Video Content Ecosystem is Being Rearranged

Winners and losers are inevitable in the internet era, and the content business has for some time been a prime example. Consumption patterns have been transformed, and with it, the economic fortunes of contending channels.





The linear video business now is approaching its own transformation, as have other media and retailing businesses in the internet era. How the business changes is the issue, beyond the simple observation that on-demand streaming is going to displace large portions of the linear delivery business.

For distributors, the big new trend is that content bundlers (networks) can become their own distributors (think Netflix). For content producers, the big change is that bundlers/distributors become content creators (again, think Netflix). The big theme is “going direct to consumers.”

That has potential positive implications for networks, negative implications for facilities-based distributors and already positive implications for OTT distributors.

Looking only at the implications for the content creation part of the ecosystem, Netflix has shown that streaming can be viable for an OTT distributor. To this point, Netflix has operated more on the HBO model (prerecorded content) and less on the “live TV” model. But many networks are trying their hand at OTT live TV as well.

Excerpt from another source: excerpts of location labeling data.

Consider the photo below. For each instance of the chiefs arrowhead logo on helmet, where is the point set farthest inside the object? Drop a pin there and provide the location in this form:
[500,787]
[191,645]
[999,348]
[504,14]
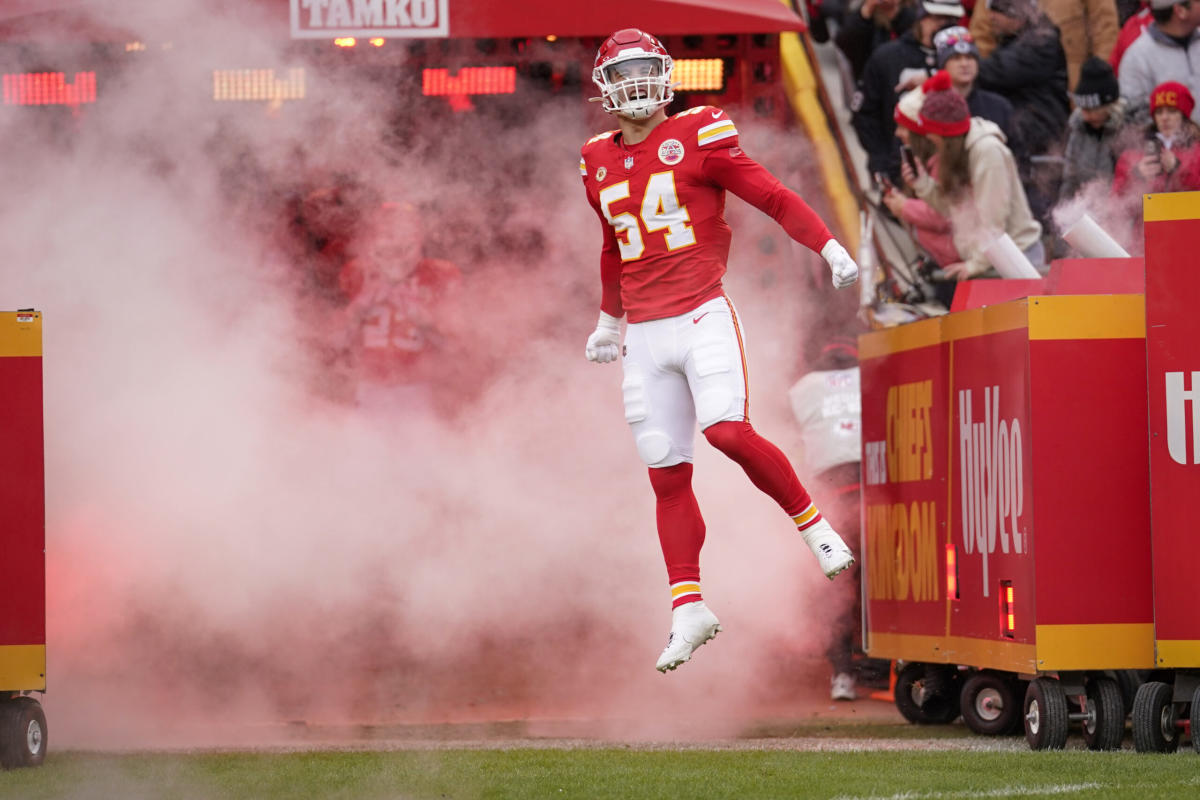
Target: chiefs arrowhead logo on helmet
[633,71]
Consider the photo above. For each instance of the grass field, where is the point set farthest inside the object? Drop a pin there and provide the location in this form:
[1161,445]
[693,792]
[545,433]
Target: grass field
[763,769]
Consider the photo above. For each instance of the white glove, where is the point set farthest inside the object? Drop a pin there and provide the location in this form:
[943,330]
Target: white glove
[604,344]
[843,266]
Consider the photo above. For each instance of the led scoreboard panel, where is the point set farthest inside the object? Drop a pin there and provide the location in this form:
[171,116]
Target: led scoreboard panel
[741,72]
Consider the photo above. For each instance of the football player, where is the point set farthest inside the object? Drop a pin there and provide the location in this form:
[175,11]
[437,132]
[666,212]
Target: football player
[658,185]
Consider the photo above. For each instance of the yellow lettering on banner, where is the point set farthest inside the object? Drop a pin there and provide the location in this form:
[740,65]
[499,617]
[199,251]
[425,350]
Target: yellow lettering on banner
[924,576]
[910,431]
[903,551]
[880,575]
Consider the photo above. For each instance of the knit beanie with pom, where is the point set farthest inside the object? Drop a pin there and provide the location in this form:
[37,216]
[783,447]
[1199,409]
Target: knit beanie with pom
[943,110]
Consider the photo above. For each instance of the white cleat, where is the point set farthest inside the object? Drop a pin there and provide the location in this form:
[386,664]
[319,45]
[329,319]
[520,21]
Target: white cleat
[691,625]
[843,687]
[832,553]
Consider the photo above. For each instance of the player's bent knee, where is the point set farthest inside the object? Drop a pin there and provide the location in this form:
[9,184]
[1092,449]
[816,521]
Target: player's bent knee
[726,433]
[654,449]
[715,404]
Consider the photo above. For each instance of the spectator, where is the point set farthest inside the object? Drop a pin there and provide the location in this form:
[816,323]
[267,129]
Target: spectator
[958,54]
[1096,128]
[1131,29]
[1168,49]
[828,410]
[930,228]
[886,68]
[1029,68]
[1086,28]
[1169,161]
[977,184]
[869,26]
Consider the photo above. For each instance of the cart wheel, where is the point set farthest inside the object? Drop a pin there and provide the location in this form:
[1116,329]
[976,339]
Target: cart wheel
[1104,726]
[1195,720]
[1045,715]
[989,704]
[927,695]
[22,733]
[1129,680]
[1153,719]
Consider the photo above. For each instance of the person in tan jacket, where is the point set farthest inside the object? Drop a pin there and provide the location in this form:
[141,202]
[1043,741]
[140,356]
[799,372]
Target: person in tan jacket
[977,184]
[1086,26]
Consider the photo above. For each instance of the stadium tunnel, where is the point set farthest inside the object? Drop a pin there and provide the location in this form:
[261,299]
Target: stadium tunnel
[754,58]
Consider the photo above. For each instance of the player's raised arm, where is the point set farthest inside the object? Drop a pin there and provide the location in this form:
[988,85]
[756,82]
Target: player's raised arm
[604,343]
[732,169]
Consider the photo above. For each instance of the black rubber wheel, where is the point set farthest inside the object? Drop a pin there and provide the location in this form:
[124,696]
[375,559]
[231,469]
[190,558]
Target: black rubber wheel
[927,693]
[1128,680]
[1104,726]
[1195,720]
[1045,715]
[23,733]
[989,703]
[1153,719]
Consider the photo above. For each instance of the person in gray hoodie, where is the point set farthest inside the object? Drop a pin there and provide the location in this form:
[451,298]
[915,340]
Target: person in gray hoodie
[1169,49]
[1097,131]
[977,184]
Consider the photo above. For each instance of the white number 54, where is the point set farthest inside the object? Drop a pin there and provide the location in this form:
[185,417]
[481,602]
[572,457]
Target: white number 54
[660,211]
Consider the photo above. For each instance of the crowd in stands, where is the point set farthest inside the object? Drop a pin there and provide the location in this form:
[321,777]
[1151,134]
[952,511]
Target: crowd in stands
[982,118]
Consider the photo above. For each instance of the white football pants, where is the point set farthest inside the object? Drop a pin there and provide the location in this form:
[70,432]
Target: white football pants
[681,371]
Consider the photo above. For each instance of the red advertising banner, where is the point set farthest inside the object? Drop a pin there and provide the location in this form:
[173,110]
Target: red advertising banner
[1173,354]
[23,500]
[990,464]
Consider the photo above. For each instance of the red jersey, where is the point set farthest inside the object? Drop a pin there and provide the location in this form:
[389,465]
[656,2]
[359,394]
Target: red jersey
[661,204]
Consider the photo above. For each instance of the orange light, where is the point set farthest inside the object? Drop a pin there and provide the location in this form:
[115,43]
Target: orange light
[952,572]
[257,84]
[1008,611]
[48,89]
[469,80]
[699,74]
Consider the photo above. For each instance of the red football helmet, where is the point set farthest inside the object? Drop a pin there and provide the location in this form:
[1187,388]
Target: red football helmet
[633,71]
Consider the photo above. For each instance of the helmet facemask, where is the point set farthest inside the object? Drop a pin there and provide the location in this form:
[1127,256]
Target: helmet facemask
[635,84]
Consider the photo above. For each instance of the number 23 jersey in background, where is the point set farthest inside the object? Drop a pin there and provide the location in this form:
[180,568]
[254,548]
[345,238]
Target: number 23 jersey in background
[661,203]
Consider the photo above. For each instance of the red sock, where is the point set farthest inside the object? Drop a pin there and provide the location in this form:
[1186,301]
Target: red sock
[763,462]
[681,530]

As consumers switch to streaming and away from linear services, they (so far) spend less monthly. That means, ultimately, less investment in content. That is not necessarily better or worse, but different, for consumers and content bundlers (networks).

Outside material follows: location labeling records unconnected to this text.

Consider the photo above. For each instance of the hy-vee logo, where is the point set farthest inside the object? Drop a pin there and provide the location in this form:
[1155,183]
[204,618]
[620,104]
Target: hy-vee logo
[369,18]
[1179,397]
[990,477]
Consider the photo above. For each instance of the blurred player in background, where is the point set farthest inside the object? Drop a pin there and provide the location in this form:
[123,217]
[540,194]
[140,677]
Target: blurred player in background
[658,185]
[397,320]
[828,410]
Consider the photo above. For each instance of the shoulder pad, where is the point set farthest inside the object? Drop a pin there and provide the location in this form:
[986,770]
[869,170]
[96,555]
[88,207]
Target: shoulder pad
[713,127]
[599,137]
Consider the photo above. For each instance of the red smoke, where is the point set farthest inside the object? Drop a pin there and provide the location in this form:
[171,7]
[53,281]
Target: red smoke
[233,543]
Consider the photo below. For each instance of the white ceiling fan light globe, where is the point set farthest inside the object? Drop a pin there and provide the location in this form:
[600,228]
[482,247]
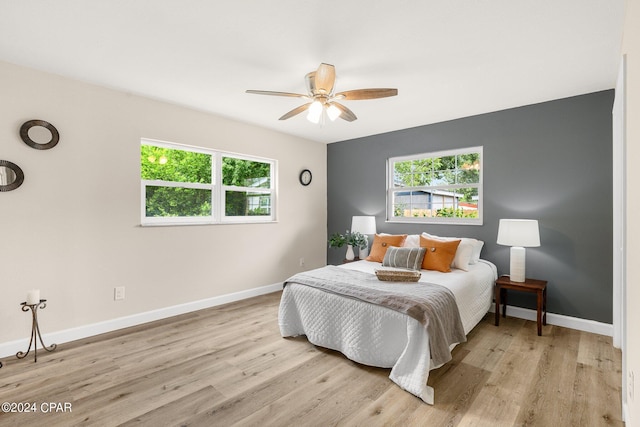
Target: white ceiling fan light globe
[333,112]
[315,111]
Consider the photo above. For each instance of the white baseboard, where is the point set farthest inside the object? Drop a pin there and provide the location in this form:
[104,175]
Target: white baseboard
[561,320]
[12,347]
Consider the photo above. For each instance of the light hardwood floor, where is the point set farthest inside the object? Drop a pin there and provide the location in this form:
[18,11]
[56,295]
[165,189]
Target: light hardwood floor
[229,365]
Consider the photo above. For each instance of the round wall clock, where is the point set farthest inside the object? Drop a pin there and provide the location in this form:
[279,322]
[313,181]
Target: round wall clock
[305,177]
[47,131]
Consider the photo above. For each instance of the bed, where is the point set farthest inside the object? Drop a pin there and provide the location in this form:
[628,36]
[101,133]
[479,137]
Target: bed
[379,336]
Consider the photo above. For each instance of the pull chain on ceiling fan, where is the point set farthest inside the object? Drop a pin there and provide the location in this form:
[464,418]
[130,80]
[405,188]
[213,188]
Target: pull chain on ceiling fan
[320,85]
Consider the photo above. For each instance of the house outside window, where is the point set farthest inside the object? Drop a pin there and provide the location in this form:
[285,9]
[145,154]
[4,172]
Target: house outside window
[191,185]
[442,187]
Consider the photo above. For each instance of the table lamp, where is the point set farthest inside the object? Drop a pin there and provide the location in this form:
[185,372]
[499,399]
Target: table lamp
[365,225]
[518,233]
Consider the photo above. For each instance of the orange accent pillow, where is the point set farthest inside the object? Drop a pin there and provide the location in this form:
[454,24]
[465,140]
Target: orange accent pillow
[381,243]
[439,254]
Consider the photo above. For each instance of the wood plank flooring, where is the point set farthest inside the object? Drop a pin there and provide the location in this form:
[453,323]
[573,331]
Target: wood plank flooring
[228,366]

Less investment in content might mean less revenue earned by some content creators, and more revenue earned by others. The general thinking is that niche content will have a harder time getting funded.

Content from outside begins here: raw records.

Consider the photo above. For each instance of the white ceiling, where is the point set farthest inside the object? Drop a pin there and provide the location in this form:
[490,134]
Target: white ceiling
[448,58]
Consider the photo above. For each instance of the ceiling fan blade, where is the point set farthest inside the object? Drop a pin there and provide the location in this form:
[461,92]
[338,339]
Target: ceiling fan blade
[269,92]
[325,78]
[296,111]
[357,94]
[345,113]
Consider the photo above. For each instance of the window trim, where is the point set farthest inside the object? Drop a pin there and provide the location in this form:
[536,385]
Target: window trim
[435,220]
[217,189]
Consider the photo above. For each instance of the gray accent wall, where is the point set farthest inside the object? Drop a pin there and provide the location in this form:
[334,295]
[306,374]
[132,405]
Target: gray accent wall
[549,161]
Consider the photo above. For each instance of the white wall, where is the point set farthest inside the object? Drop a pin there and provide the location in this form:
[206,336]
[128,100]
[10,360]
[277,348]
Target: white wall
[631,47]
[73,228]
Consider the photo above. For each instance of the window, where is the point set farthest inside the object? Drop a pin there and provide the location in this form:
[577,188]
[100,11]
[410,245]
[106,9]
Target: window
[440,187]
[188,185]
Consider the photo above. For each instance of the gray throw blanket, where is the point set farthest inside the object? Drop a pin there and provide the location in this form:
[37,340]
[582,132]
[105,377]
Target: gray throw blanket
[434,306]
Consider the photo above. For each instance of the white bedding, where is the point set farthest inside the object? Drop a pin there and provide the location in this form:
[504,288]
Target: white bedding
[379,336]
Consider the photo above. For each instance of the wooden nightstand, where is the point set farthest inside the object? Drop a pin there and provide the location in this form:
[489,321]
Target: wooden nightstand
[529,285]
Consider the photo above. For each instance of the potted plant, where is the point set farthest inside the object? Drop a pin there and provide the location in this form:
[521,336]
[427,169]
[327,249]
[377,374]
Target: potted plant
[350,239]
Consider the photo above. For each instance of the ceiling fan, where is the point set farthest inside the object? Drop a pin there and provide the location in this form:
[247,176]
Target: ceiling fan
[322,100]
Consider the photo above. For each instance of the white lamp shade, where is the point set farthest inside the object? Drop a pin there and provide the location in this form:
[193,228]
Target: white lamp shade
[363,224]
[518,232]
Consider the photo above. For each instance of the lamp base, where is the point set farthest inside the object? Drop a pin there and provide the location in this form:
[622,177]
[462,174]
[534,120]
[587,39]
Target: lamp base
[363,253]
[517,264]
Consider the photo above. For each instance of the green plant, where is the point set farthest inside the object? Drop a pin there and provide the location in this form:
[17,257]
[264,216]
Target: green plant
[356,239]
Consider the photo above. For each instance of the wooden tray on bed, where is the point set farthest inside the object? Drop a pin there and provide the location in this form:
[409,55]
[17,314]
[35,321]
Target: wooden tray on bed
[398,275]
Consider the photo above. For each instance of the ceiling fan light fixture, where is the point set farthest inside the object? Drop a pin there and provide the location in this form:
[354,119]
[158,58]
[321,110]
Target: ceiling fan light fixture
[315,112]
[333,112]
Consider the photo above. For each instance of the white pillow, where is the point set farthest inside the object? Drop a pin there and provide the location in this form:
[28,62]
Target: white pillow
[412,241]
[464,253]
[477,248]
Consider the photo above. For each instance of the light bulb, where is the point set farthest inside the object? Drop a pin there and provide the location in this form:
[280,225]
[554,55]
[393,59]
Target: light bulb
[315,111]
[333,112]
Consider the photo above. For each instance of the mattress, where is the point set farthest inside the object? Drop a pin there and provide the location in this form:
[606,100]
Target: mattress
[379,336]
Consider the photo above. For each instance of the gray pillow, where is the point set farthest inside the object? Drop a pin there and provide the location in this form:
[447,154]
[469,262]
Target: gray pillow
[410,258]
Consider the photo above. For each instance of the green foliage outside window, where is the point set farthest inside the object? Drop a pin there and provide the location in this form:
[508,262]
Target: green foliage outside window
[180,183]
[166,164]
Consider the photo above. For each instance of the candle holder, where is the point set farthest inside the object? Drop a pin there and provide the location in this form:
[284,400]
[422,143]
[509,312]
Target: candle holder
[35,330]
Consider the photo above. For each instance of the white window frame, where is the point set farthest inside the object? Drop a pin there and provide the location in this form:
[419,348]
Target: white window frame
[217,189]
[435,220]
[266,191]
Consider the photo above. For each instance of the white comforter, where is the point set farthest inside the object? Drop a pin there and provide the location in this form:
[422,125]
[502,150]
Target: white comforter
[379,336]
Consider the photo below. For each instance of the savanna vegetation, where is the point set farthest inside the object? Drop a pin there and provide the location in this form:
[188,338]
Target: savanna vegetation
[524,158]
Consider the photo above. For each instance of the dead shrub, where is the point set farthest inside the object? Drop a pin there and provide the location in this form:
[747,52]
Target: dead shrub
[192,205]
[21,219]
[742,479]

That is akin to the funding strategies used by major studios to finance movies: they tend to rely on a few hot franchises and sequels. That is great when it works; but disastrous when it fails, as arguably has been the case so far in 2017.

Movie ticket sales in the U.S. market have been in a downtrend since about 2002.  The sales softness continued in 2016 and revenue appears to be lower, at least in the U.S. market, again in 2017.  

Networks and cable operators have argued for years that the streaming business model simply will not work as well--for consumers--as the current linear packaging system. Skeptics argue what they really are saying is that streaming will not work as well for content creators and some distributors.

But the linear model only works at scale. Smaller cable operators and small telcos have complained for years that linear video entertainment already is not profitable for them. On the other hand, there is Netflix, which is investing heavily in original content creation and acting as a distributor in its own right, albeit on an “over the top” basis.

Simply put, streaming will disrupt both content creators, bundlers and delivery business models. But the changes will be structurally different from what has happened in legacy communication markets. There, markets essentially were destroyed, not rearranged.

Netflix, for example, increasingly is reshaping the way content creation happens in the video business.

So streaming is likely to rearrange, rather than destroy the content ecosystem. Netflix provides the best example, as the firm has a goal of having original content represent as much as half of its catalog.